I stop when I see Eli standing guard next to my open door. Our eyes connect across the open space and he gives me a gentle nod of greeting.

So that’s why Ryoden wasn’t hovering in his room, waiting for me to finish.

Whatever he’s doing now, he trusts Eli to watch over me.

That fact alone is one I mull over as I pass the top of the staircase, watching Eli’s eyes pinch, like he’s silently begging me to not bolt down them.

My eyes linger briefly on the small bathroom I use normally, wishing it had a tub or shower, to avoid being in Ryoden’s space again.

Eli’s shoulders visibly drop as I continue toward him and offer a nod back before padding into my dark room and shutting the door without a word.

It’s a comfortable silence after so many words exchanged between us earlier.

I stretch my legs out along the bed and let my hand rest lightly on my stomach.

The dull ache from earlier has been replaced with a pleasant heaviness.

Real food that Ryoden chose—bread, steak, and broccoli.

I ate every bite this time, not willing to risk another stretch of sitting alone with nothing but hunger and my thoughts.

Of all the places I could have ended up today—of all the hands I could have fallen into with humans—I know, logically, that this is one of the better options.

I think of the space Ryoden has given me since he brought me to his home.

He hasn’t once pressured me into telling him more, despite the small bit I did open up about in his bathroom.

A warmth blossoms in my chest at how much I respect that.

I don’t want it to mean anything. I don’t want to feel this soft pull inside my chest and this quiet urge to tell him a little more tomorrow, to meet him halfway so he doesn’t have to carry all of the doubt alone.

But the more I give him, the worse any betrayal will feel, from me or him.

A lesson I’ve learned painfully with how much affection and desire bloomed between the kings and myself.

I press the back of my wrist to my eyes, willing the thoughts to quiet. My body sinks deeper into the thin mattress as my muscles begin to unwind for the first time in what feels like days.

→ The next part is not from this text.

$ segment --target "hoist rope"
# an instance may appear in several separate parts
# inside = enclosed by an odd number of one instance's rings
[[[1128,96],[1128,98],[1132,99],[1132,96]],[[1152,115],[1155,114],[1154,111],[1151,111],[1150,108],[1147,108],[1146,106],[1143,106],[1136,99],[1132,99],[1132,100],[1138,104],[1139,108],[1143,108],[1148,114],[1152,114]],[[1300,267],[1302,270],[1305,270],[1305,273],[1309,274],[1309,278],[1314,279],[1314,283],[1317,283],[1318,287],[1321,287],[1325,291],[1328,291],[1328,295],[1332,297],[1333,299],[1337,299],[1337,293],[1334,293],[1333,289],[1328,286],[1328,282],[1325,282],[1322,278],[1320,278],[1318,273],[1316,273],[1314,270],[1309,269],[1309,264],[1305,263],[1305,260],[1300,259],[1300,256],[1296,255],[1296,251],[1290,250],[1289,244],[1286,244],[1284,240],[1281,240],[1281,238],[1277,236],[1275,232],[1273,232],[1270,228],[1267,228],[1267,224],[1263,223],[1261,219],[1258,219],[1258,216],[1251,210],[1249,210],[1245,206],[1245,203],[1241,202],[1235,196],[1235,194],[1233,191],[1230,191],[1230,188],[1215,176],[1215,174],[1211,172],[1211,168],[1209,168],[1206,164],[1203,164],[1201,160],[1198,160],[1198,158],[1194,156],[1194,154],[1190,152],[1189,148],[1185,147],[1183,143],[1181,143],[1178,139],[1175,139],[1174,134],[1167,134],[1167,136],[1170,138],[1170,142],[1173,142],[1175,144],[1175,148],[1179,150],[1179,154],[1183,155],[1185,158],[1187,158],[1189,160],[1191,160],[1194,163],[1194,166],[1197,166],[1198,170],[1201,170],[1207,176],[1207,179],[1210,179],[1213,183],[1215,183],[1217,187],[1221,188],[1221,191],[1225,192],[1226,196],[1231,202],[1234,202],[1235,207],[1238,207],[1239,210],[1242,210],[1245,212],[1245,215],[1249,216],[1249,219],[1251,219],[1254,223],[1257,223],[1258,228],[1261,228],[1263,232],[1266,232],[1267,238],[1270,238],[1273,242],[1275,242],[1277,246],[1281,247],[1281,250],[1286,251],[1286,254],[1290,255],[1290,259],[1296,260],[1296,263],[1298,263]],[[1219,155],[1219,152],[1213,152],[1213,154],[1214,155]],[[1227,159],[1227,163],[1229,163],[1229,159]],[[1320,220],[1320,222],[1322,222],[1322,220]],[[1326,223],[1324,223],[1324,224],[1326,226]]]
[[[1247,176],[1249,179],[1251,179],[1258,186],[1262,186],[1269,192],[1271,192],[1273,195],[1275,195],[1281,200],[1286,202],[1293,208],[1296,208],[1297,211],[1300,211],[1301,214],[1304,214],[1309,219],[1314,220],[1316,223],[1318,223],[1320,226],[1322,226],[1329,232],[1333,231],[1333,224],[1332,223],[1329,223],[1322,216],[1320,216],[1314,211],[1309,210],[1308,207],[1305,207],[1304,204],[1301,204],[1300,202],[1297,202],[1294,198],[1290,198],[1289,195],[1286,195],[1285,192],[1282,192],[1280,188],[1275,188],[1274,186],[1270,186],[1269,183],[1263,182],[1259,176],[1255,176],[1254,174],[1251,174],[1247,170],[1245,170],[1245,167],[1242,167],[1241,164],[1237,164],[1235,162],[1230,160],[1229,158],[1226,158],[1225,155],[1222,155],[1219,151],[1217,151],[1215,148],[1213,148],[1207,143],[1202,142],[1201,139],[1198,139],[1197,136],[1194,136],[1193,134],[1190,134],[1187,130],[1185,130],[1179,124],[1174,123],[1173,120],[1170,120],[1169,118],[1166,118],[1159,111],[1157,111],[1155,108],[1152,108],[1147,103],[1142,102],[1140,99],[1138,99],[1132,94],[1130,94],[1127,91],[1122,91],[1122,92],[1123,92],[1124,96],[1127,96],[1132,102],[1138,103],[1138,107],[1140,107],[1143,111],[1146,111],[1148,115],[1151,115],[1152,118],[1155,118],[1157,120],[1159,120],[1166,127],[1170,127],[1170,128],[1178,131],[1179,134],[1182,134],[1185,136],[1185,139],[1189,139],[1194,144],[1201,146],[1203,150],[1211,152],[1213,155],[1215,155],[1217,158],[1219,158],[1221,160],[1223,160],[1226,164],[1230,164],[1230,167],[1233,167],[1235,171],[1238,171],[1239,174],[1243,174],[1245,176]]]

Sleep doesn’t come easily, my body and mind seeming to toss and turn for hours. I roll onto my side, then my back, then my other side. At some point, my eyes close and stay closed as sleep finally drags me into its grasp.

My dream takes me to the exact same spot I fell asleep in. The mattress dips behind me with a slow, deliberate weight, like someone easing down so they don’t jostle me too much. Warmth brushes the length of my back an instant before a body settles flush against it.

For some reason I don’t feel the need to escape. No fear comes…just a subtle feeling that this is right.

A chest presses along my spine, solid and cool at the same time, an arm looping around my waist like it belongs there.

My breath stalls.

I know this shape. The way his torso fits along mine, the long line of his legs pressed behind mine, and the easy way his arm settles over me to let his hand splay under my ribs.

“Hello, darling,” Riven murmurs against the shell of my ear. “You’re tense. Did you miss me that much?”